The after tax raise is smaller in absolute terms. But the same 10% in relative terms.
Mark Brophy
Oct 17 2019 at 5:09pm
A 10% raise when you’re earning $40K is a big deal but when you’re at the minimum, your raises should be bigger.
David Henderson
Oct 17 2019 at 7:27pm
And you know this how?
Matthias Görgens
Oct 18 2019 at 7:21am
Empirical it felt the other way round for me.
And that’s also (one of the) justifications for progressive taxation.
Biff Ditt
Oct 17 2019 at 8:04pm
This question is sincere: Imagine you’re CEO of Walmart and a fellow board member, who has recently had a come-to-Jesus, said, “You know, we really ought to be paying the line workers more. They cant live on what we pay them.” If you, as CEO, wanted to keep paying them low wages, what would you say in response? I have a hard time coming up with answer that isn’t fit for Mr.Burns.
P Burgos
Oct 17 2019 at 10:53pm
Well, the simply answer would be that the CEO doesn’t really have a choice. Wal-Mart’s business model was built for decades on minimizing labor costs. To attempt to suddenly change that without a good business rationale would spell the end of that CEO’s tenure, replaced by another CEO who would continue the policy of minimizing wage costs. Wal-Mart only recently changed course on wages because they realized that they were losing too much in sales because of a crappy store experience that resulted from not paying their workers enough and not hiring enough workers. They also came to this position as competitors like Target raised wages, and Aldi and Dollar Stores undercut them on prices for groceries. Unless you have some sort of experience that I don’t, my impression is that CEO’s in competitive industry’s actually are constrained in their choices (unlike CEO’s in industries that aren’t competitive, like a lot of IT).
Matthias Görgens
Oct 18 2019 at 7:23am
IT is competitive in other ways than retail.
Phil H
Oct 17 2019 at 8:47pm
I wonder if there’s something to do with class and personality in this. It reminds me again of why I live in China: an entrepreneurial spirit and optimism that the future will be much, much, much better are fairly universal here. And that’s very attractive to be around. I might not think much of my friends’ schemes to get rich, but the fact that they have these schemes is inspiring.
Within our family, I’m the less ambitious one, and I think my wife finds it frustrating when she realises in conversation that I’m quite satisfied with life. For me, our house is good enough; our pleasant lifestyle is good enough. For her, that kind of satisfaction is not accessible: she wants more, always.

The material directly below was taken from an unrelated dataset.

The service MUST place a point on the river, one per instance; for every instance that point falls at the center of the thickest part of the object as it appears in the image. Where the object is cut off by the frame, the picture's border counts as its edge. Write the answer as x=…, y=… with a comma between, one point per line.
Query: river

So perhaps it’s class, and perhaps it’s just personal difference. Ehrenreich is clearly an ambitious person, who’s willing to go on long adventures to get ahead. She’s meeting people who have already picked their life, and are happy with it. For her, an extra 10% is too small a step on the journey to somewhere else; for her co-workers, it’s a nice reward at the destination they’ve stopped at.
Maybe! I dunno, I’m just thinking out loud…
Biff Ditt
Oct 17 2019 at 11:41pm
Good points. I know people who similarly do not have a lot of ambition, who work basic jobs (pharmacy technician, CNA) that allow them to not have a lot of stress and responsibility. Most importantly though, these folks do not find it necessary that their job be their source of meaning. The job is what they do so they can spend time with the family and engage in other interests. Granted, it’s hard to have time too that do when your making minimum wage. Also, I always think of that Louis C.K. bit on just doing your job (easily found on YouTube under “Louis C.K. Do Your Job”)
IronSig
Oct 18 2019 at 3:28pm
At first, it sounds like Louis is saying “shut up, no one deserves to hear you,” which isn’t particularly Randian … until you realize that sitting on your ass isn’t pursuing excellence at all.
IronSig
Oct 18 2019 at 3:29pm
Could the First Law of Wing-Walking be rephrased as “Only when you’ve got a bird in the hand can you get the two in the bush.”